Unions fear that the move is a deliberate ploy to break supply teachers' service and deny them contractual employment rights, as the council appears to be targeting supply staff who started work at the beginning of the 2009-10 session.
A letter circulated to headteachers last week by the council's education department sparked fears that the staffing review was an instruction.
But the council has since assured teaching unions that the letter should be seen as a suggestion, despite its wording: "This is a measure that is necessary to reduce costs in the future for education."
Nevertheless, some 160 of the authority's 270 temporary teachers in its 29 secondary schools are expected to be laid off this week as part of the council's efficiency drive to cut costs.

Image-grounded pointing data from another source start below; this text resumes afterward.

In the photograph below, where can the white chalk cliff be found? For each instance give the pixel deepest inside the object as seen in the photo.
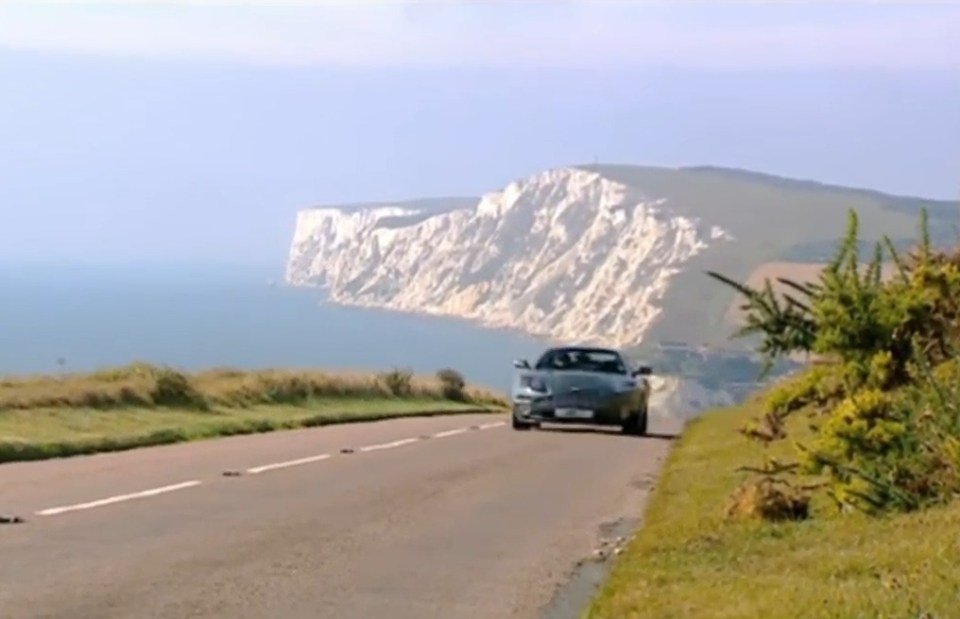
(567, 254)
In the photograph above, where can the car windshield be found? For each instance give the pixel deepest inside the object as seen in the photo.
(582, 360)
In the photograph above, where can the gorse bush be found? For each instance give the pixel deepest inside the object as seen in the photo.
(452, 384)
(398, 382)
(883, 401)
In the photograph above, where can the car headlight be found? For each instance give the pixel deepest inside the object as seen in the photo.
(533, 383)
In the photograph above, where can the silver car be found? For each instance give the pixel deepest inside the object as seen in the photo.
(582, 385)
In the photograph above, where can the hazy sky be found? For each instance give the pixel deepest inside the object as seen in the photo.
(193, 131)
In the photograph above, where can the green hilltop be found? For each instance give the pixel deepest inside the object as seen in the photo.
(771, 219)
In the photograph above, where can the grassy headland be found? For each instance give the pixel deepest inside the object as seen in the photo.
(834, 494)
(141, 405)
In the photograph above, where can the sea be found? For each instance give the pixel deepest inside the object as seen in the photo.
(73, 318)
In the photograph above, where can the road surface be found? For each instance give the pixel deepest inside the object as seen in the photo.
(456, 517)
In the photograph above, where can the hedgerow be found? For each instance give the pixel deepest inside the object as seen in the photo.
(883, 398)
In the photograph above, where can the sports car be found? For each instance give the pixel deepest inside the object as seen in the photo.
(582, 385)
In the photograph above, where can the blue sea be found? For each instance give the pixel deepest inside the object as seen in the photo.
(79, 318)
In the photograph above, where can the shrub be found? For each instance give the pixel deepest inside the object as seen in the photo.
(174, 388)
(452, 384)
(888, 435)
(399, 382)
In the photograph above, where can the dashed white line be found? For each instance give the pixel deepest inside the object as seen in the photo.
(391, 445)
(53, 511)
(282, 465)
(446, 433)
(496, 424)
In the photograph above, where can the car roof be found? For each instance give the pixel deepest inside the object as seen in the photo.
(600, 349)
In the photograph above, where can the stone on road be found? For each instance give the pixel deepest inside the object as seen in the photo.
(472, 524)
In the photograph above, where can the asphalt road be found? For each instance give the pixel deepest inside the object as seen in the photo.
(455, 517)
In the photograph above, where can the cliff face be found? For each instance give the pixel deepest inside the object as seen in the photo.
(568, 254)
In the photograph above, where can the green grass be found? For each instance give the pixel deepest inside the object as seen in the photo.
(688, 560)
(51, 433)
(141, 405)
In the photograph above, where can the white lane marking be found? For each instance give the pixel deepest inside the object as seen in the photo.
(282, 465)
(401, 442)
(450, 433)
(53, 511)
(496, 424)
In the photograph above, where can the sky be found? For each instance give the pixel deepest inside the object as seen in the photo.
(191, 132)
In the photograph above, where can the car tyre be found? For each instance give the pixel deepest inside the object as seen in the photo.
(520, 425)
(635, 424)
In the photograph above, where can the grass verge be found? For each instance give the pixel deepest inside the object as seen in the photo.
(45, 417)
(688, 560)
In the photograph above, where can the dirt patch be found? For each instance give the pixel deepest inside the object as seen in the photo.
(570, 599)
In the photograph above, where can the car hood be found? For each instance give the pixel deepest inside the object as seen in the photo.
(563, 382)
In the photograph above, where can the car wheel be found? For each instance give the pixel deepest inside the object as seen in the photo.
(520, 425)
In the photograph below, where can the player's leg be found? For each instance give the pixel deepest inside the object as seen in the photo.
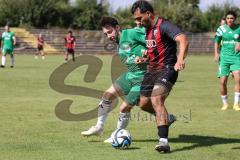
(66, 55)
(73, 54)
(223, 73)
(123, 118)
(11, 59)
(37, 53)
(163, 85)
(104, 108)
(42, 53)
(3, 58)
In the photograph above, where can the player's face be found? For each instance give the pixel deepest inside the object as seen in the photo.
(138, 23)
(6, 28)
(230, 19)
(142, 18)
(110, 32)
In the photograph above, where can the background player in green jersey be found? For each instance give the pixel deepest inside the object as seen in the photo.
(7, 46)
(229, 56)
(131, 44)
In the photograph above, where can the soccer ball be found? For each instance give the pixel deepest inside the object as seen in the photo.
(121, 139)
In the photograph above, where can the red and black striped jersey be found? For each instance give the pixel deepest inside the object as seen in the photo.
(161, 44)
(70, 42)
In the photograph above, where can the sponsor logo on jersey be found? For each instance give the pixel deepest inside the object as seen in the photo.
(151, 43)
(236, 36)
(155, 32)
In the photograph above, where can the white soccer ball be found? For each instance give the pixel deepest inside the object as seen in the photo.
(121, 139)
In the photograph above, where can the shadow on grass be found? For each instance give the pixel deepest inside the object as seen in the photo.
(197, 140)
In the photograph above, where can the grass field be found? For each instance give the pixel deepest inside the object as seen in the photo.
(30, 129)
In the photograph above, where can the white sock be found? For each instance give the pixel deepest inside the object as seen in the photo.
(12, 61)
(123, 120)
(236, 98)
(224, 99)
(3, 60)
(104, 107)
(164, 140)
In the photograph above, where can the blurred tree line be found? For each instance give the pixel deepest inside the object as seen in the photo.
(86, 14)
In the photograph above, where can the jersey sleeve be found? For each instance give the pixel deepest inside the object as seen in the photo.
(169, 29)
(139, 35)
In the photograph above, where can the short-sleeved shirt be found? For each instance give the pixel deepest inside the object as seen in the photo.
(8, 40)
(228, 38)
(161, 44)
(40, 41)
(132, 44)
(70, 42)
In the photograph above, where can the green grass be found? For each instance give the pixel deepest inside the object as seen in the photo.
(30, 130)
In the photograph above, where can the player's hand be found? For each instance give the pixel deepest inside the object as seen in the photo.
(216, 57)
(180, 65)
(137, 60)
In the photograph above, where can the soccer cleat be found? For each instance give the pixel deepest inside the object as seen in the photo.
(109, 140)
(93, 131)
(162, 147)
(224, 107)
(171, 119)
(236, 107)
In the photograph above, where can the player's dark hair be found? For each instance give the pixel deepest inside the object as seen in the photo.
(234, 14)
(143, 6)
(108, 21)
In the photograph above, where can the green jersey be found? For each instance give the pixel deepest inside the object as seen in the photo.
(229, 37)
(132, 43)
(7, 40)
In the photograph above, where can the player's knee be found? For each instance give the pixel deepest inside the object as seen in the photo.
(126, 108)
(158, 101)
(223, 81)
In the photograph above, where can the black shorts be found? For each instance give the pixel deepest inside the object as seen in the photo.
(165, 77)
(40, 48)
(70, 50)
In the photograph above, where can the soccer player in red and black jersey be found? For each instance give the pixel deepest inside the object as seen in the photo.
(70, 43)
(40, 46)
(161, 38)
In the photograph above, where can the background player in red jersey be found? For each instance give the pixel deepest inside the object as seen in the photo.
(70, 43)
(161, 38)
(40, 46)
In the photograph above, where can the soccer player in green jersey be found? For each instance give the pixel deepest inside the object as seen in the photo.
(229, 56)
(7, 46)
(131, 44)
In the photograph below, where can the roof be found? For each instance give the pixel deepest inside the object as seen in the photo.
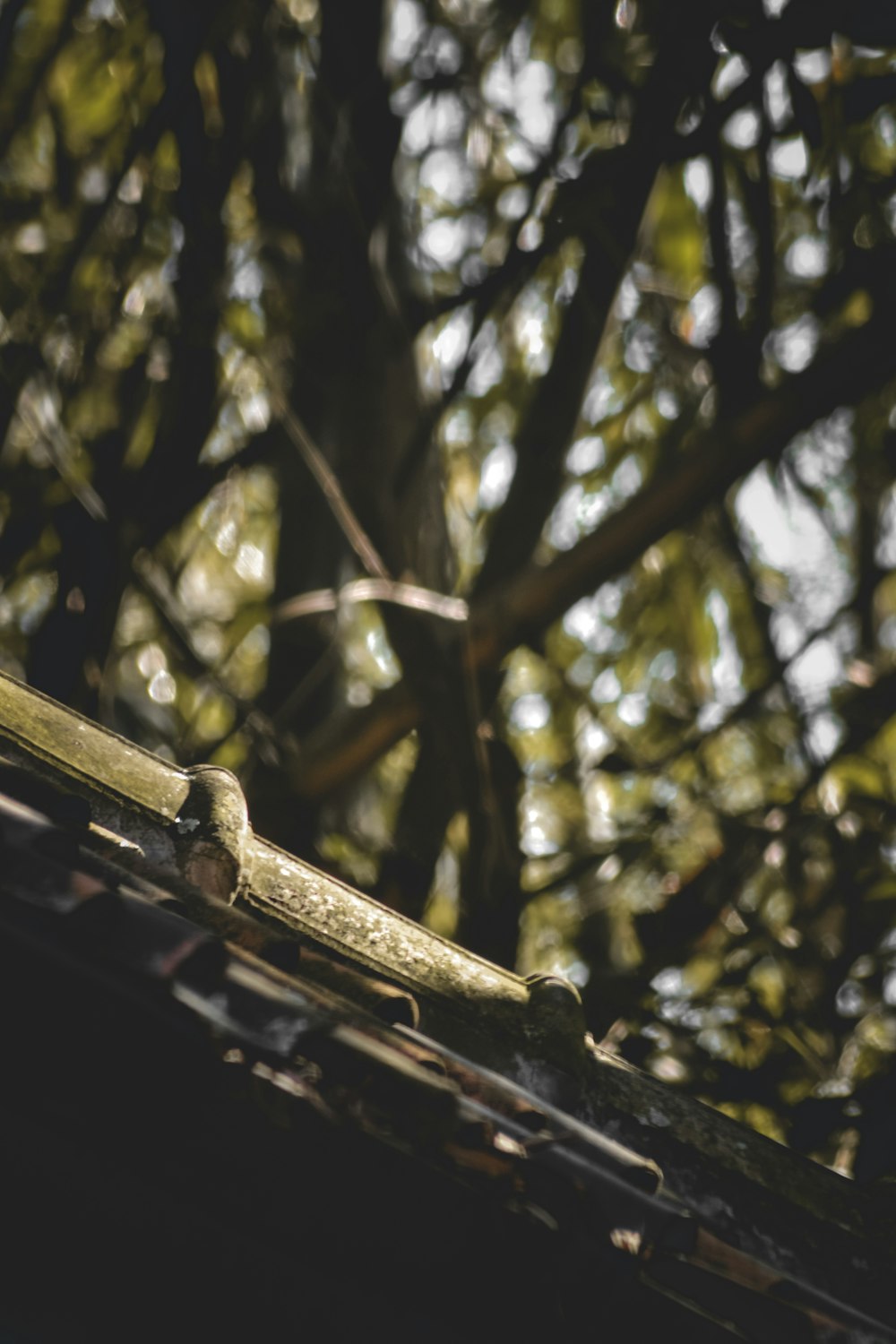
(214, 1038)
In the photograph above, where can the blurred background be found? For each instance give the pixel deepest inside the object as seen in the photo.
(474, 424)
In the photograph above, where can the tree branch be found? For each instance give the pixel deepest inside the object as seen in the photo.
(525, 604)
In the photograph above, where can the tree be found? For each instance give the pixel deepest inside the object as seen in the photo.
(471, 422)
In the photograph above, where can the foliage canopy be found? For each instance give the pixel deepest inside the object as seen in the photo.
(473, 422)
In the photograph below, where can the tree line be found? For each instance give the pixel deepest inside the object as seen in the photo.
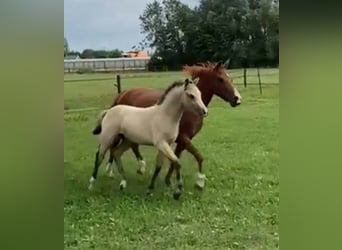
(90, 53)
(247, 31)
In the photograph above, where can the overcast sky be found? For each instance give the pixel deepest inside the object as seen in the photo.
(105, 24)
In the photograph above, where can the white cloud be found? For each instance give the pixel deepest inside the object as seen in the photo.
(104, 24)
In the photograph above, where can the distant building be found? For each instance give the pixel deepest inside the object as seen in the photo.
(72, 57)
(136, 54)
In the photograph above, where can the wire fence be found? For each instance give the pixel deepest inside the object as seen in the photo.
(235, 75)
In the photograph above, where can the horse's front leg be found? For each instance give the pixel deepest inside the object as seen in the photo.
(166, 149)
(117, 158)
(178, 151)
(140, 159)
(184, 142)
(159, 163)
(200, 182)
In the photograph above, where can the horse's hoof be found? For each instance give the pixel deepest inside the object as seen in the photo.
(149, 193)
(139, 171)
(168, 182)
(123, 185)
(141, 167)
(177, 194)
(199, 187)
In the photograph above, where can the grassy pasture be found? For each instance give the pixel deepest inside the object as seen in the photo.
(238, 208)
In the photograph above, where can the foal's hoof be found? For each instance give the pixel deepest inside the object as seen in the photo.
(199, 187)
(123, 185)
(140, 171)
(177, 194)
(149, 193)
(141, 167)
(167, 182)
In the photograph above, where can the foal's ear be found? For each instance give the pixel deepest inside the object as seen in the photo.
(218, 65)
(187, 82)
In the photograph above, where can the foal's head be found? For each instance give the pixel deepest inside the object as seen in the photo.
(192, 99)
(215, 79)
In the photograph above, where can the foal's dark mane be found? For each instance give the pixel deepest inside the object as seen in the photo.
(167, 91)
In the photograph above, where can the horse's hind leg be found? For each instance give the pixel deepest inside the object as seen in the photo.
(168, 152)
(123, 147)
(109, 167)
(98, 160)
(159, 164)
(178, 151)
(140, 159)
(99, 156)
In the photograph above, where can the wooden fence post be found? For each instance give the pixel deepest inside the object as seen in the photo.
(245, 77)
(118, 83)
(260, 88)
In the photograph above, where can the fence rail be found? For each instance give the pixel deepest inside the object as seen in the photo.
(233, 76)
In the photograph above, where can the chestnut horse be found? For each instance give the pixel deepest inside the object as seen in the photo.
(212, 80)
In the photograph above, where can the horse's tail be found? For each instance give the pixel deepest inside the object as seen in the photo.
(97, 130)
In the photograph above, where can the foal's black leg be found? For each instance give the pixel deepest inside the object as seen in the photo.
(154, 177)
(98, 160)
(178, 151)
(179, 188)
(140, 159)
(159, 164)
(135, 149)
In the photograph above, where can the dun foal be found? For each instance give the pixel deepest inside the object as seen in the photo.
(212, 80)
(157, 126)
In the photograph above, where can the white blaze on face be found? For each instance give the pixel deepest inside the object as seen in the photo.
(237, 94)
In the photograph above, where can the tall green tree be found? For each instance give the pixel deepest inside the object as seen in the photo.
(244, 30)
(66, 47)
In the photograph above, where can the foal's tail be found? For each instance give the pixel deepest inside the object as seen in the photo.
(97, 130)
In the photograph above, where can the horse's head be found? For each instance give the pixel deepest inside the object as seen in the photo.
(216, 80)
(222, 85)
(193, 99)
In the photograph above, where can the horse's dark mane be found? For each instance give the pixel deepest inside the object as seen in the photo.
(167, 91)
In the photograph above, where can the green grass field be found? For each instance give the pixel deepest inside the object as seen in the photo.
(238, 208)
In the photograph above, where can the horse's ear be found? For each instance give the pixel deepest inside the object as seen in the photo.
(187, 82)
(226, 64)
(218, 65)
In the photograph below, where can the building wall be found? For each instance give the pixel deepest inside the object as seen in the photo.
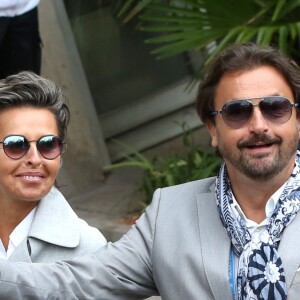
(86, 153)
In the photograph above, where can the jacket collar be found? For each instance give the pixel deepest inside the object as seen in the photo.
(55, 222)
(215, 245)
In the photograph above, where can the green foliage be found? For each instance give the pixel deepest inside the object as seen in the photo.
(195, 163)
(210, 26)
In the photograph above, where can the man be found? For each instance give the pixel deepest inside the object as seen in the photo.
(235, 236)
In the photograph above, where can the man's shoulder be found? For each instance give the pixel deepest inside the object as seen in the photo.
(197, 186)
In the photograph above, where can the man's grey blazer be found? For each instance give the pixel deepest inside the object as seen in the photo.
(178, 249)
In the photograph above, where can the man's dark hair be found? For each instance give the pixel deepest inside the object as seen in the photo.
(29, 89)
(247, 56)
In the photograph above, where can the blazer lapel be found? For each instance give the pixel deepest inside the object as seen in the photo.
(215, 246)
(289, 249)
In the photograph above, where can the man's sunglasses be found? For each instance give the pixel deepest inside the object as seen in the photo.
(16, 146)
(276, 109)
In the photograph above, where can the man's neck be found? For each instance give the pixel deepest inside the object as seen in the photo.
(252, 195)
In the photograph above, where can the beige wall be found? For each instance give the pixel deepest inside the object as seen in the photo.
(86, 153)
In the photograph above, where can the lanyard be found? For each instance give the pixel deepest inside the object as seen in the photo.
(231, 273)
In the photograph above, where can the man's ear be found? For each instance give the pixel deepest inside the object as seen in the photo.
(212, 131)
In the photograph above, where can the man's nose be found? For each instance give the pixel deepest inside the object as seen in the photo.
(258, 123)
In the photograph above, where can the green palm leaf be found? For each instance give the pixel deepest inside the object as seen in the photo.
(179, 26)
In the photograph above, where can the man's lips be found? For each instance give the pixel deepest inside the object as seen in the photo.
(259, 141)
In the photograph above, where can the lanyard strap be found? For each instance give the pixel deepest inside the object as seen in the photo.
(231, 273)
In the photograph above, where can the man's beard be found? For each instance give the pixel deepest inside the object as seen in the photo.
(261, 166)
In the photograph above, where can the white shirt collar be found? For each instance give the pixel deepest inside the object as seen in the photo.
(269, 208)
(17, 236)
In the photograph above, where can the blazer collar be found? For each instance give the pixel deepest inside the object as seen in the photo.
(215, 245)
(289, 249)
(55, 222)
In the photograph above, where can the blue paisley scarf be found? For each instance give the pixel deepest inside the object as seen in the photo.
(260, 272)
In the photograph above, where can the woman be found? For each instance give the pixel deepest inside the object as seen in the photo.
(36, 222)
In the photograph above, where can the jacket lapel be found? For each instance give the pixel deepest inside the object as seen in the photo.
(215, 246)
(289, 249)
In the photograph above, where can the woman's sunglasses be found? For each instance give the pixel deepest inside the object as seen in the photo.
(276, 109)
(16, 146)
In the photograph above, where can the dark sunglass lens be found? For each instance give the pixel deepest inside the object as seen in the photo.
(237, 113)
(276, 109)
(15, 146)
(50, 146)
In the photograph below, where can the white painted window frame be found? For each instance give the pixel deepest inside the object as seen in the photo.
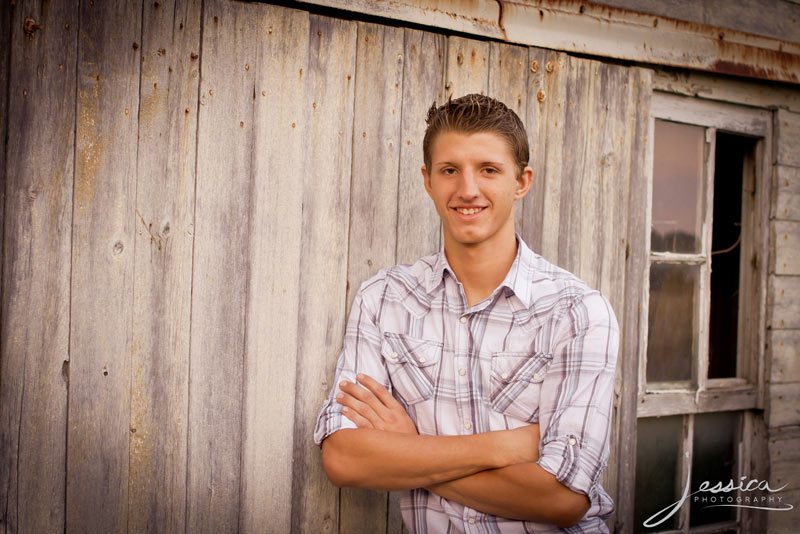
(702, 395)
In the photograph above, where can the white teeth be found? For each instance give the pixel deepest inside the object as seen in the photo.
(468, 211)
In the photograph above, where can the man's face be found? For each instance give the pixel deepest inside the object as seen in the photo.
(473, 183)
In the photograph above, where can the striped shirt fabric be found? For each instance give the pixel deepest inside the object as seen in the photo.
(540, 349)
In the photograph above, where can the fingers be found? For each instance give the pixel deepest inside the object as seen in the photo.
(378, 389)
(360, 422)
(362, 402)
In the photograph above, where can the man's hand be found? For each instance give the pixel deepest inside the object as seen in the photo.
(373, 407)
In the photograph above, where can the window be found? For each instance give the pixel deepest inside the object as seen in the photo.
(700, 364)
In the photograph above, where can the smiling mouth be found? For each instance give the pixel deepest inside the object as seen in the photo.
(468, 211)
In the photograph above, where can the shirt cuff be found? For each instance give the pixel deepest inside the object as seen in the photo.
(561, 457)
(330, 420)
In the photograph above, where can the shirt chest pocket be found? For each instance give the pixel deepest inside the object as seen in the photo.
(516, 383)
(413, 365)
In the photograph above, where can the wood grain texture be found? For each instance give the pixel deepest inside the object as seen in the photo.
(784, 456)
(787, 202)
(787, 247)
(38, 179)
(219, 280)
(103, 252)
(376, 153)
(787, 138)
(783, 302)
(545, 127)
(622, 461)
(280, 129)
(323, 260)
(784, 523)
(785, 363)
(423, 74)
(595, 177)
(373, 203)
(467, 69)
(783, 407)
(710, 86)
(164, 221)
(508, 76)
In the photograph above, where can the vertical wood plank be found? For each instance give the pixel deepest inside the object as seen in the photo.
(323, 260)
(376, 153)
(103, 266)
(783, 302)
(546, 111)
(467, 67)
(787, 247)
(280, 130)
(373, 203)
(508, 76)
(787, 201)
(622, 464)
(423, 75)
(164, 221)
(595, 177)
(219, 281)
(787, 138)
(38, 178)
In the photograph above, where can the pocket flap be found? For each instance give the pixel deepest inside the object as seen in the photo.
(400, 348)
(520, 366)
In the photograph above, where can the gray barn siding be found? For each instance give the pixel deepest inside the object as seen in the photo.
(195, 189)
(784, 317)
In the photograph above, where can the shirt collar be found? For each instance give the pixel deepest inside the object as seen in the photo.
(517, 280)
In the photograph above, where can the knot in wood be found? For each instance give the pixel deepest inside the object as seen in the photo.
(29, 26)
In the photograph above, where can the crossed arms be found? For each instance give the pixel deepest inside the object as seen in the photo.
(493, 472)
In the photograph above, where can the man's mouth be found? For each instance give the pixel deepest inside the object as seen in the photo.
(469, 211)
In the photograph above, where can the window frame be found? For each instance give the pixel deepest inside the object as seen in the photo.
(746, 392)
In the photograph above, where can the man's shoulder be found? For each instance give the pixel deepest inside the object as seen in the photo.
(399, 280)
(546, 277)
(556, 287)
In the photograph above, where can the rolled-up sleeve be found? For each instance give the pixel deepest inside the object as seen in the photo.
(577, 395)
(360, 354)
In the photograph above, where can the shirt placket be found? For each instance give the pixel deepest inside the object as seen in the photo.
(456, 307)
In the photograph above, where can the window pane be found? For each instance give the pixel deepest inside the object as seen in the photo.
(726, 252)
(677, 187)
(658, 452)
(670, 337)
(716, 439)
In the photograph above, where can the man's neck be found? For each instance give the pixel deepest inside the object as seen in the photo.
(481, 268)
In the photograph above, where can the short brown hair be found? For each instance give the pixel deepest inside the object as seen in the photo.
(477, 113)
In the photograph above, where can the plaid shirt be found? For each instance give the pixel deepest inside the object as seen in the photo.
(541, 349)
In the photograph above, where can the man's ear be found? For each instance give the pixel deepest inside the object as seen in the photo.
(427, 179)
(524, 183)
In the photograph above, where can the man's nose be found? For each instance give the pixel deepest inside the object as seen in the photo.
(468, 186)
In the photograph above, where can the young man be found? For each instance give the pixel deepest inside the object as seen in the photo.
(499, 366)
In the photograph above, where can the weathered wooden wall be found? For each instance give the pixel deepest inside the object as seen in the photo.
(194, 189)
(783, 297)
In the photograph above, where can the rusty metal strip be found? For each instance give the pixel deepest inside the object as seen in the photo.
(584, 27)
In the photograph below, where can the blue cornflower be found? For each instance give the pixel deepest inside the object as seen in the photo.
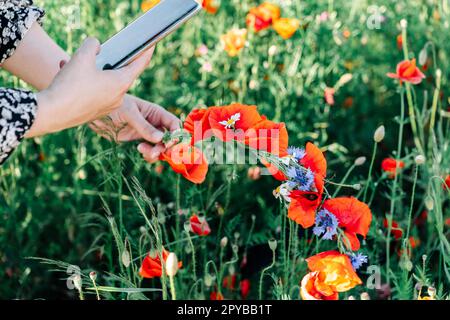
(358, 260)
(297, 153)
(326, 224)
(300, 178)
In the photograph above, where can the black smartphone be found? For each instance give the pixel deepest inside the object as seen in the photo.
(144, 32)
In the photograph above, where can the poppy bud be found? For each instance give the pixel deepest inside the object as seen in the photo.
(360, 161)
(77, 282)
(272, 50)
(379, 134)
(224, 242)
(126, 258)
(93, 275)
(420, 159)
(429, 203)
(172, 265)
(273, 244)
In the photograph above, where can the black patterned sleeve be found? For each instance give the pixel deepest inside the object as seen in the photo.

A council spokeswoman said: "This is a practice that is widely used across the country and was discussed with our secondary headteachers last month."
She said the move reflected staffing needs at a time when pupils in S4-6 were on exam leave. It also anticipated the position after the exams in June when the vast majority of secondary schools would begin their new timetable and the need for temporary staff would be reduced.
But Hugh Donnelly, Glasgow local area secretary for the Educational Institute of Scotland, said that, although it was common practice in secondary schools to relax cover arrangements for occasional and short- term supply cover during the exam period, schools also needed the time for development work and to prepare for the introduction of new timetables in May and June.
The council spokeswoman added that it was advertising for permanent teaching posts in The TESS today in a bid to regularise the employment status of teachers without permanent contracts.